There is a supporting affidavit by a member of the firm of certified public accountants, which prepared the statement furnished to petitioner as to its correctness in every respect. There are also affidavits by Travers H. Dreyfuss, secretary and a director of the corporation, by a bookkeeper employed by it, by its stock clerk, the employee in charge of giving out material to contractors, and by the attorney for the corporation.
There are many exhibits made a part of the record.
Practically every allegation of the moving papers is denied by the answering affidavits, except the petitioner's ownership of stock, the offer to purchase the same from him for $5,300, and the refusal to give him the right to further examination of the books after he had full and complete access thereto, of which it is claimed he made the fullest use to verify the accountant's audit furnished to him. His good faith is attacked and it is claimed he seeks the examination in question solely to benefit the competitor into whose employ he has entered. Where there is such an irreconcilable conflict between the affidavits, and where, if the appellants' proof is to be credited, the respondent has already had a full and complete examination and inspection of the books, papers and assets of the corporation, a peremptory writ of mandamus should not issue. (Code Civ. Proc. § 2070.) As was said in People ex rel. Giles v. Klauder-Weldon Dyeing Machine Co. ( 180 App. Div. 149): "`Where, upon motion for a mandamus, opposing affidavits are read which are in conflict with the averments in the affidavits of the relator, and notwithstanding this the relator demands a peremptory writ, it is equivalent to a demurrer, and the question as to the right to the writ must be determined upon the assumption that the averments of the opposing affidavits are true.' ( People ex rel.
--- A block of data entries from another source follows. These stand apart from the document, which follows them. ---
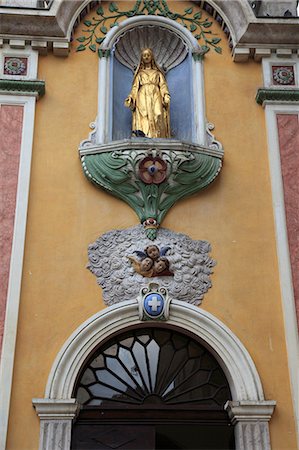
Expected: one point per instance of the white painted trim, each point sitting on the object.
(231, 354)
(27, 52)
(199, 103)
(274, 60)
(104, 115)
(286, 283)
(16, 261)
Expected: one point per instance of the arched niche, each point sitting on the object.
(184, 76)
(248, 410)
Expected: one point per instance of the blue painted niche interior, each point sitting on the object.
(179, 81)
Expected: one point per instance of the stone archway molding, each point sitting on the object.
(249, 411)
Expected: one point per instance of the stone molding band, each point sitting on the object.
(277, 95)
(36, 88)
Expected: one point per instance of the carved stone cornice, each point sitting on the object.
(250, 411)
(277, 95)
(36, 88)
(174, 169)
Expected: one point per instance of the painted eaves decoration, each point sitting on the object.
(192, 19)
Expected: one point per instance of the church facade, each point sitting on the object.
(149, 224)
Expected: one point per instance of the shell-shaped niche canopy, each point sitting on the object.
(169, 49)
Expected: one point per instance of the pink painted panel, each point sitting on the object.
(288, 131)
(11, 122)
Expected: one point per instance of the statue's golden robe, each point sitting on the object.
(151, 114)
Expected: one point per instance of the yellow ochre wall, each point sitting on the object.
(66, 213)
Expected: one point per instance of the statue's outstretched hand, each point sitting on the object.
(129, 103)
(166, 100)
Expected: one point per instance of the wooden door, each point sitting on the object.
(102, 437)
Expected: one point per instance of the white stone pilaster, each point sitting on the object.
(251, 423)
(56, 417)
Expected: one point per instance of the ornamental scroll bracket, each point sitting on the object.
(151, 175)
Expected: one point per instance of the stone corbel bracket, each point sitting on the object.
(178, 169)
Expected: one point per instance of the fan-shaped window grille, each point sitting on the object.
(149, 367)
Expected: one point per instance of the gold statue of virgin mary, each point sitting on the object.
(149, 99)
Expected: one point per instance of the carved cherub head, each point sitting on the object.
(161, 264)
(146, 264)
(152, 252)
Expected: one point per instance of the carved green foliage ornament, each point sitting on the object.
(151, 180)
(97, 28)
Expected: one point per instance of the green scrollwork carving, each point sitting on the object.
(118, 172)
(97, 28)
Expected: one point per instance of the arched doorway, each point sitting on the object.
(152, 388)
(248, 411)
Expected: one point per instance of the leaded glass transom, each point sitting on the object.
(152, 366)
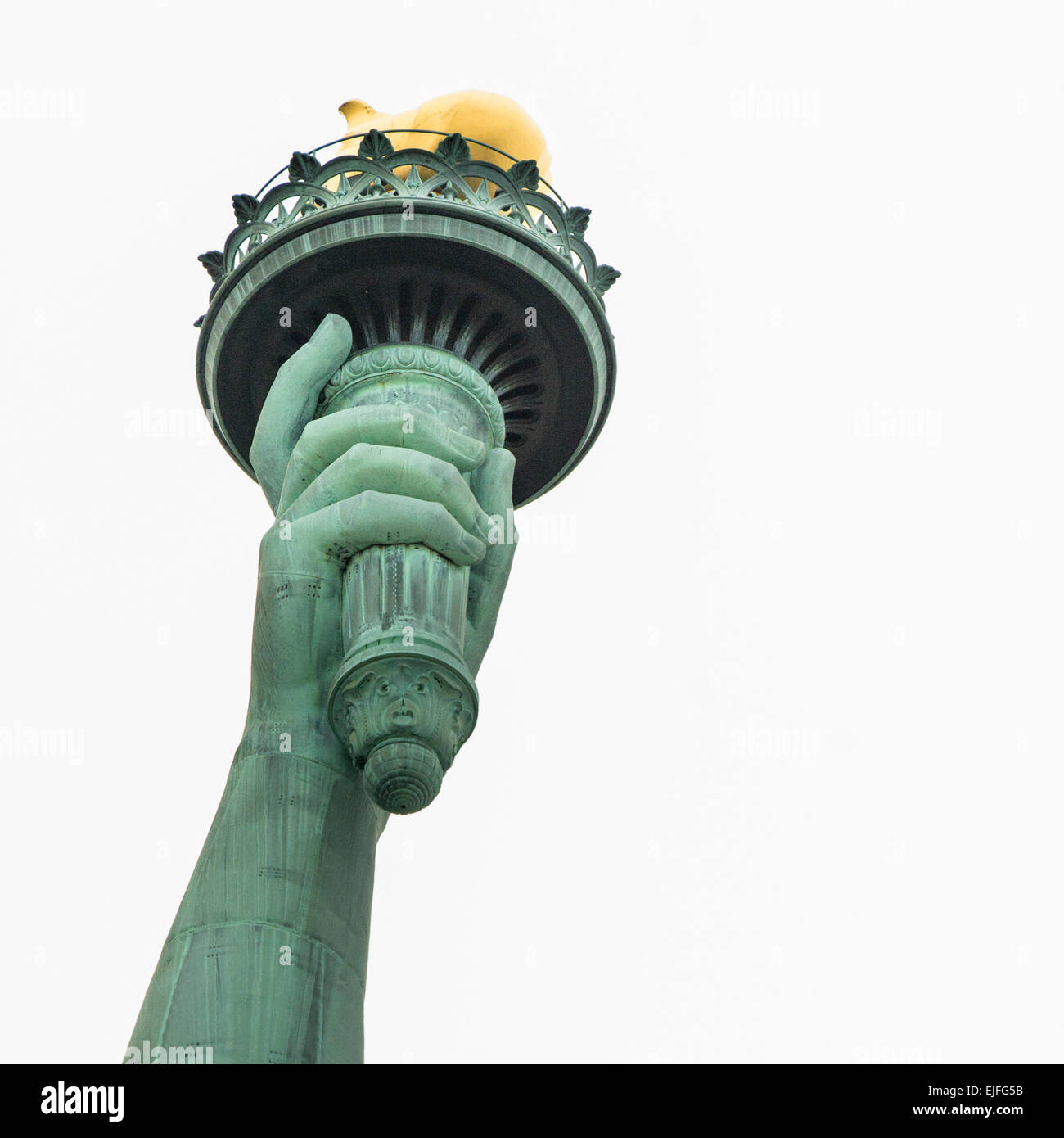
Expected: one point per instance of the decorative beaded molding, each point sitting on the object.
(512, 195)
(388, 359)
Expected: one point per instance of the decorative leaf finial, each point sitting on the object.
(244, 207)
(576, 219)
(604, 277)
(303, 168)
(526, 174)
(214, 262)
(376, 146)
(453, 148)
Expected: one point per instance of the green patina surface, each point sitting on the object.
(390, 469)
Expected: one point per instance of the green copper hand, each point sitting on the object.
(265, 962)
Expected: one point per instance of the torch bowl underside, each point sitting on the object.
(480, 288)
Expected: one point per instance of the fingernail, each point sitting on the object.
(328, 321)
(474, 451)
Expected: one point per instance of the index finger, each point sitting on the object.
(293, 400)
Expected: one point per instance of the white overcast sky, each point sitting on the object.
(769, 761)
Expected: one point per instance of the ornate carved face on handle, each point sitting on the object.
(404, 699)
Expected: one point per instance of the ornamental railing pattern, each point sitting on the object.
(449, 173)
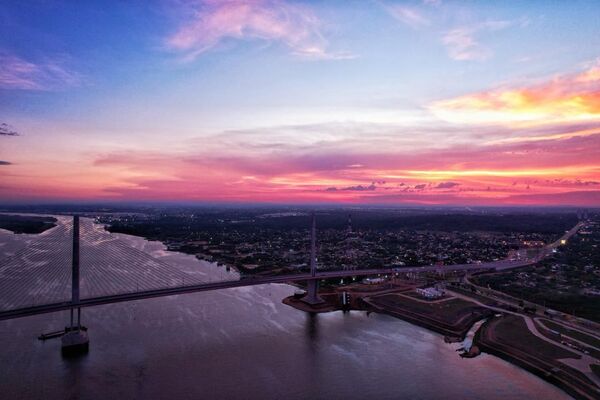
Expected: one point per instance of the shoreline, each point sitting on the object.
(561, 378)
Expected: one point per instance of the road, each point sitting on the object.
(34, 281)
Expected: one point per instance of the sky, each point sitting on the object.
(432, 102)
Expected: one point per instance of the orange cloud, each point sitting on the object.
(568, 98)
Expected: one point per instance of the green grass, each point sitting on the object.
(573, 333)
(512, 330)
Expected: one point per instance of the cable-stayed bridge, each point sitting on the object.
(78, 264)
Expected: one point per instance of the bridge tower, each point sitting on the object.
(75, 340)
(312, 291)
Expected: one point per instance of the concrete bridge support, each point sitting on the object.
(75, 340)
(312, 290)
(312, 293)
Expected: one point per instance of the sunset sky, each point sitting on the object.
(380, 102)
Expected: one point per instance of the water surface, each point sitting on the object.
(244, 344)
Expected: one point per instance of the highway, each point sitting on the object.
(115, 273)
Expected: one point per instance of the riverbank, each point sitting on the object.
(501, 335)
(449, 316)
(507, 337)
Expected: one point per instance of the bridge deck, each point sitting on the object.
(37, 278)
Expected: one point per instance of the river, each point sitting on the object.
(244, 344)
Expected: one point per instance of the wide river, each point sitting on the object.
(244, 344)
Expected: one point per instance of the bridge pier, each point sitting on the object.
(312, 293)
(312, 290)
(75, 340)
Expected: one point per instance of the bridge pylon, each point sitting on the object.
(75, 340)
(312, 291)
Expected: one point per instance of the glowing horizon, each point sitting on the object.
(392, 102)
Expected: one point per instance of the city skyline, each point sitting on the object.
(429, 102)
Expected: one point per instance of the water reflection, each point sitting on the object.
(245, 344)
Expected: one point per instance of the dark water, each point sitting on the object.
(245, 344)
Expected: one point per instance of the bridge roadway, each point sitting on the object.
(251, 281)
(36, 280)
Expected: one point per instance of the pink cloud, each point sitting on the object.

Corrigan v. Mayor, etc., 149 N.Y. 223; Matter of Haebler v. N.Y. Produce Exchange, Id. 414.)"
As was said in People ex rel. Port Chester Savings Bank v. Cromwell ( 102 N.Y. 477, 481): "In the consideration of this appeal the defendant is entitled to have the facts determined in accordance with the relation thereof, contained in his opposing affidavits. The statements of the affidavits are conflicting, and as the relator, notwithstanding that fact, still demanded a peremptory mandamus, it could only be granted upon the assumption that there were no disputed facts. Its action was equivalent to a demurrer to the case presented by the opposing affidavits, and the question thus presented must be determined upon the assumption of their truth."
The order appealed from will, therefore, be reversed, with ten dollars costs and disbursements, and the writ dismissed, with fifty dollars costs.
CLARKE, P.J., LAUGHLIN, PAGE and MERRELL, JJ., concur.
Order reversed, with ten dollars costs and disbursements, and writ dismissed, with fifty dollars costs.